We can easily become the best Web directory, but that’s a short hurdle. It will take time, but I have no doubt Bessed will outshine the Yahoo Directory and the Open Directory over the long haul.
But that’s not enough. To be more than a small, marginally profitable entity, we have to offer something no one else is offering. To do so, I’ve looked at Wikipedia for inspiration. Bessed is very different from Wikipedia, but we can learn from it in building our site.
People love Wikipedia because it’s one of the few places online you can go to get a complete overview on a topic. Want to know about the magician David Copperfield? (Just pulling a name out of the air here, couldn’t say where it came from.) Wikipedia will tell you where David Copperfield was born, his life history and a few other interesting tidbits. Sure, the nature of Wikipedia means that someone could come in and write that Copperfield sleeps with 75 snakes each night, but in general you’re going to get pretty accurate information from the site. And no one other site is as thorough on so many topics.
What does Bessed do to similarly differentiate itself? We first must understand that to be a different kind of search service it won’t be enough to just offer a bunch of links. Instead, we have to paint a picture on each search results page. Someone should be able to come in and within the first dozen links have a great overview of a topic. Then, if they want to delve further, they can use the links further down the page. In the end, they should feel like they got everything they needed in the shortest amount of time possible.
No search engine or directory does an adequate job of this. Search engines use an algorithm that often gives you the almost identical content from 10 different competing sites, forcing you to keep looking and looking to get a clear picture of a topic you’re researching. Web directories give you a bunch of static links listed alphabetically and tell you to do with them what you will. Search engines aren’t ideal, directories aren’t even close.
Bessed has the opportunity to paint that picture. As an example, see our World Series 2006 results. We start with the official site of the World Series from Major Leage Baseball, but then the links are sort of a backward-looking view at the Series as it progresses. Right now that means that you’re getting Game 2 highlight links, including multiple links from news organizations and blogs about the controversy over whether Detroit Tigers pitcher Kenny Rogers was using an illegal substance to get a leg up on the Cardinals. Further down are select links on Game 1, further down from there are links to articles that previewed the Series. Interspersed among those links are links to commentary on the Series overall. By the time the Series is over, a visitor will be able to come in and quickly find just about everything he or she would want to know about this World Series, from the big picture to the game-by-game highlights to the opinions of both journalists and fans who followed the event.
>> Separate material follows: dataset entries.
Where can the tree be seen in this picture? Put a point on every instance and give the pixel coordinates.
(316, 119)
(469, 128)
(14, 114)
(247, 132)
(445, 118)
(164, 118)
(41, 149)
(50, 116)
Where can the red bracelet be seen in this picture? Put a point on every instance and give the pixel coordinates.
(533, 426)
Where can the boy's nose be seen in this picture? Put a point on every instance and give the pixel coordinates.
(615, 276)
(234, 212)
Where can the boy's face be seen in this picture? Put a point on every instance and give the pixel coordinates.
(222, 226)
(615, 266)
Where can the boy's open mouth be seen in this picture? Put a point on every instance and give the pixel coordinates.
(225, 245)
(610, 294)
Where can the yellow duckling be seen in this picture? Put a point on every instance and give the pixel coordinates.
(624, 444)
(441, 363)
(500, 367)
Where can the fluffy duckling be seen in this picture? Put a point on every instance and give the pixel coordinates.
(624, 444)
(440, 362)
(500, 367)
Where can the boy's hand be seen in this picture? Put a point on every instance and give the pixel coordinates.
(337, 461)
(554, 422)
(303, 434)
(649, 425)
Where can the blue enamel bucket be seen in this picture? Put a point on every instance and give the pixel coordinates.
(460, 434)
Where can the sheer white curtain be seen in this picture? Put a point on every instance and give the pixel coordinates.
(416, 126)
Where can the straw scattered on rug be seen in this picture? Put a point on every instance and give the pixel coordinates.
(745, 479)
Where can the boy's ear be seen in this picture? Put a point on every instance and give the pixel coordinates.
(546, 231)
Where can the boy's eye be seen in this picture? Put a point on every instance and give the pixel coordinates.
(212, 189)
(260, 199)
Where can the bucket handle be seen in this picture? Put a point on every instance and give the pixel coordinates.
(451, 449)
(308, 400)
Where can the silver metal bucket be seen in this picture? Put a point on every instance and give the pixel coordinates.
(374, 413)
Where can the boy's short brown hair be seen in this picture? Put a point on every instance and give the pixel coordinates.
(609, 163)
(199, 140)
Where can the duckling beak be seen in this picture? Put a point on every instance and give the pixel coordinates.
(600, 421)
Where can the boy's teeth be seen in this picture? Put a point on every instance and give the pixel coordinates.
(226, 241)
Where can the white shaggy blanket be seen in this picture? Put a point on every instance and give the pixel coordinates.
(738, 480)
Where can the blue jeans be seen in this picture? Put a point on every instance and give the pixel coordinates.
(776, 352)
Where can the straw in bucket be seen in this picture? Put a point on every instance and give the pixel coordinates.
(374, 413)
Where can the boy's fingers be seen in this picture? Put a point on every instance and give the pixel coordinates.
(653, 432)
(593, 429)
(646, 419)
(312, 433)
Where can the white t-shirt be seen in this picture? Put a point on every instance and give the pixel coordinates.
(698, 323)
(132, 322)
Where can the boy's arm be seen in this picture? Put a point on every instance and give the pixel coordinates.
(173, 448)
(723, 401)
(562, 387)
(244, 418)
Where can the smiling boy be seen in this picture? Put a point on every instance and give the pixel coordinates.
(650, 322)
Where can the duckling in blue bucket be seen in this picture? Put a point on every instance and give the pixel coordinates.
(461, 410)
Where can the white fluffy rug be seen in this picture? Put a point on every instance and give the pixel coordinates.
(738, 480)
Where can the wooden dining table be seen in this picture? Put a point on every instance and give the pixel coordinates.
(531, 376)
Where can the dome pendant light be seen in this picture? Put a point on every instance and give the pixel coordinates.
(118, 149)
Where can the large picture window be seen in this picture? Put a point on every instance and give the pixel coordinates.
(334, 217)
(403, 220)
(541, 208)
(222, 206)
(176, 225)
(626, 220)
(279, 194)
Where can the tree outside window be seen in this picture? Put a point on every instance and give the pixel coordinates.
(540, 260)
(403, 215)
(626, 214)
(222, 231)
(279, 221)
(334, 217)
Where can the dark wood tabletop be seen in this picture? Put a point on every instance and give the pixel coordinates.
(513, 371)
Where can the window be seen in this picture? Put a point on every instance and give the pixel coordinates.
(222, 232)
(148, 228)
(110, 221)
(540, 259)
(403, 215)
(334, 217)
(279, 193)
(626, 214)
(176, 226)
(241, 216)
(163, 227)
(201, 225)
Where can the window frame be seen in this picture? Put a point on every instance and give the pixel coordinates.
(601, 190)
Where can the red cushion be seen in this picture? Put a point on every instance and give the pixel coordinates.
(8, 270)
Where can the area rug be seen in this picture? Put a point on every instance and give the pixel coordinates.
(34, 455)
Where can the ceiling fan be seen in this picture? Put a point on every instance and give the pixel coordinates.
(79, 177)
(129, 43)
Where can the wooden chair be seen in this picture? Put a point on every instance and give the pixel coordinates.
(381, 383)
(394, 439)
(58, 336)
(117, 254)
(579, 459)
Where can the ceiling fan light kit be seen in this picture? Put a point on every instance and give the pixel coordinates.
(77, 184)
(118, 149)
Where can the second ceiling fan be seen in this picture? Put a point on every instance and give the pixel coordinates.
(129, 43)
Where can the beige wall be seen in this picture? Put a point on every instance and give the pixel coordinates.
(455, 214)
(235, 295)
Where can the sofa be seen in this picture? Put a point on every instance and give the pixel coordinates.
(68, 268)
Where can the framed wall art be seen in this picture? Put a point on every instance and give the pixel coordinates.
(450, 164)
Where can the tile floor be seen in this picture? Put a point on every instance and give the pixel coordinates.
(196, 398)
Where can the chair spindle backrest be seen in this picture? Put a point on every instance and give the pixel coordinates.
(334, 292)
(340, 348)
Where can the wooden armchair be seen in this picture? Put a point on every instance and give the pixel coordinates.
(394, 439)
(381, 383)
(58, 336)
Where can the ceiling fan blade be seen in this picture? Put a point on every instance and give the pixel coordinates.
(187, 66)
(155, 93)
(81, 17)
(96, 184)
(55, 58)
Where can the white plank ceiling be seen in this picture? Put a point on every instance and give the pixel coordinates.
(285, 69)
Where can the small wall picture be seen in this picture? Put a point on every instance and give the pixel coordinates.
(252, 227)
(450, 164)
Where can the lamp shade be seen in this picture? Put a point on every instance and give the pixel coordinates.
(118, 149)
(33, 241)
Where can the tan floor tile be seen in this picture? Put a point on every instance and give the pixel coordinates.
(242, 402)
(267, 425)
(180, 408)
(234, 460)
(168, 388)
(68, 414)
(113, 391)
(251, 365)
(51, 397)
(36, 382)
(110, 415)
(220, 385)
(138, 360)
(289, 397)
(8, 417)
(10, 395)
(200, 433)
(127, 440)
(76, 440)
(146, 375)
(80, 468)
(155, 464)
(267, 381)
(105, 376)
We’re not creating content, but by artfully putting the story together through the use of timely, relevant links, it becomes a comprehensive look at the many aspects of this World Series.
Our goal is to do this as much as possible, to become the go-to site for anyone who wants a well-crafted overview of an event, person, subject, etc. Some topics will lend themselves to this better than others. The World Series has more depth than the subject of air compressors, unless you’re really, really into air compressors.
If we can become the go-to site for the best links on topics people are looking to really dive into, we will also get the less deep searches as well, and that’s what will ultimately drive our success.
I mentioned to someone not long ago that what Bessed is doing is what a smart newspaper would do. A smart newspaper would continue to report stories, but backfill those stories with links to other newspapers, blogs, sites of interest that provide an overview of the subject being reported on—each story offers the reader a chance to get the big picture. No one does this because they don’t want to give up the eyeballs. (To be fair, some newspapers have begun to include blog links alongside stories, but it’s an automated, hit-or-miss affair.)
We’re certainly not going into the newspaper business, but we’re going to fill that gap where search, news, blogging and wikis intersect—or where they would intersect if anyone was willing to put the work in to make it happen.